The accidents — injuring 15 workers and military personnel and exposing up to 190 people to elevated radiation — have compounded the immense challenges faced by the Tokyo government as it struggles to help hundreds of thousands of people affected by twin disasters that flattened entire communities and may have left more than 10,000 dead.

The latest explosion came as Japanese engineers pumped seawater into Unit 2 of the Fukushima Dai-ichi plant after coolant water levels there dropped, exposing uranium fuel rods.

The water drop left the rods no longer completely covered in coolant, thus increasing the risk of a radiation leak and the potential for a meltdown at the Unit 2 reactor, Tokyo Electric Power Co. said.

3 reactors ‘likely’ melting
Workers managed to raise water levels after the second drop Monday night, but they began falling for a third time, according to Naoki Kumagai, an official with Japan’s Nuclear and Industrial Agency.

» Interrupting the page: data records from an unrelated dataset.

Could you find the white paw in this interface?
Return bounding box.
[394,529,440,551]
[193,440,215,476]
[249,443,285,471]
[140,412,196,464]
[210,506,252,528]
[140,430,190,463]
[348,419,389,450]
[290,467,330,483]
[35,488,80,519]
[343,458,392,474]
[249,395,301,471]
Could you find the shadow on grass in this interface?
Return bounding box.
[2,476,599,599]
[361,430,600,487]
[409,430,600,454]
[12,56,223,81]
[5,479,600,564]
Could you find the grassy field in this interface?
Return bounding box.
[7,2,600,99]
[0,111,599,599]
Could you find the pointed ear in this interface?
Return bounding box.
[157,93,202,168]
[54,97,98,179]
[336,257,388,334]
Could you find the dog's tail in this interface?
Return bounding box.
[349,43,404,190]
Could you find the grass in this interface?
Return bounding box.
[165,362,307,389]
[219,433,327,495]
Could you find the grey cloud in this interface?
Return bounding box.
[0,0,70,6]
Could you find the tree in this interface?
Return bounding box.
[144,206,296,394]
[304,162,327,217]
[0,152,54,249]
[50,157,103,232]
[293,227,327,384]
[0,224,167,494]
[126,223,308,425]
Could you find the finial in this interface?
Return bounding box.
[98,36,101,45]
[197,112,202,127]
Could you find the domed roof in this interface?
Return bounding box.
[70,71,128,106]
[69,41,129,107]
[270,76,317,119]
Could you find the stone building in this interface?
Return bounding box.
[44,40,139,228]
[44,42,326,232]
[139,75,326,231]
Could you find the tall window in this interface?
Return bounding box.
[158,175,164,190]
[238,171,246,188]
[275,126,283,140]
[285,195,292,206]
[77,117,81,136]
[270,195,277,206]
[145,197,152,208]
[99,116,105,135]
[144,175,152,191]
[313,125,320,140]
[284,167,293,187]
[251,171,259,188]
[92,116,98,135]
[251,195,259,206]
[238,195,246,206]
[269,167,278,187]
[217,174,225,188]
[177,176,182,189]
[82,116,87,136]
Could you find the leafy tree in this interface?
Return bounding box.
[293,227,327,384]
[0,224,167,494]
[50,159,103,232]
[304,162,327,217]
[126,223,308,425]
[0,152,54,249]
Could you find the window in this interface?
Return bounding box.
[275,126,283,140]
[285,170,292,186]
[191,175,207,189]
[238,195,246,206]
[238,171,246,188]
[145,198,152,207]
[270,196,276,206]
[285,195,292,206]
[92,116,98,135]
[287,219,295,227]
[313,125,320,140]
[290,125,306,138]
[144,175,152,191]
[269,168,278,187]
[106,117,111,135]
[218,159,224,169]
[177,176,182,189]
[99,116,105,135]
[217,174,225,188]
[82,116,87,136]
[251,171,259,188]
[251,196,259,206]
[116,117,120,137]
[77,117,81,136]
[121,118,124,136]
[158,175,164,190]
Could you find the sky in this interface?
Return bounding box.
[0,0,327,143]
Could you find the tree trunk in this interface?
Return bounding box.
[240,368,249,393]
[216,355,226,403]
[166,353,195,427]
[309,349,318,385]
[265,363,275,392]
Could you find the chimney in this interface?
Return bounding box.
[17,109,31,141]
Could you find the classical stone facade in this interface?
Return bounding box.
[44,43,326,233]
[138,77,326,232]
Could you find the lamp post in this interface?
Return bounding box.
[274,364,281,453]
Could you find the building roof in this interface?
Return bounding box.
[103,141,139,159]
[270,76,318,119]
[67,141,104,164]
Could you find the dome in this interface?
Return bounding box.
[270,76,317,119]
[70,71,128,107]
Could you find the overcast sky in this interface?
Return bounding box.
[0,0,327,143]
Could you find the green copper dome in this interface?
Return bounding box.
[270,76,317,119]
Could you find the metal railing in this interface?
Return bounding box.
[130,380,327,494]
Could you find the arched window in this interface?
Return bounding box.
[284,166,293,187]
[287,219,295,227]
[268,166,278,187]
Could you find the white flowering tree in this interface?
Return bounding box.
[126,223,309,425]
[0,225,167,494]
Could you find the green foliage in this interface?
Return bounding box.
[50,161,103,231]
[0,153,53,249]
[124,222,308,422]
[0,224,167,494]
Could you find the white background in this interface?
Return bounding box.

It now seems that the nuclear fuel rods inside all three functioning reactors at the Fukushima Dai-ichi complex are melting, a senior government official said.

“Although we cannot directly check it, it’s highly likely happening,” Edano said.

Some experts would consider melting fuel rods a partial meltdown. Others, though, reserve that term for times when nuclear fuel melts through a reactor’s innermost chamber but not through the outer containment shell.

Officials held out the possibility that, too, may be happening. “It’s impossible to say whether there has or has not been damage” to the vessels, Kumagai said.

If a complete reactor meltdown — where the uranium core melts through the outer containment shell — were to occur, a wave of radiation would be released, resulting in major, widespread health problems.

Also unknown was the status of any nuclear waste that might be stored at the site, and whether the pools housing used fuel were still being cooled to prevent a radiation release.

The cabinet secretary’s comments followed a hydrogen explosion at Unit 3 on Monday that injured 11 workers and was heard 25 miles away. A similar explosion happened at Unit 1 on Saturday.

Japanese Prime Minister Naoto Kan later said the government was setting up a joint response headquarters with TEPCO to better manage the crisis.

Of all these troubles, the drop in water levels at Unit 2 had officials the most worried.

“Units 1 and 3 are at least somewhat stabilized for the time being,” said Nuclear and Industrial Agency official Ryohei Shiomi. “Unit 2 now requires all our effort and attention.”

The blast occurred as authorities tried to cool the reactor with seawater.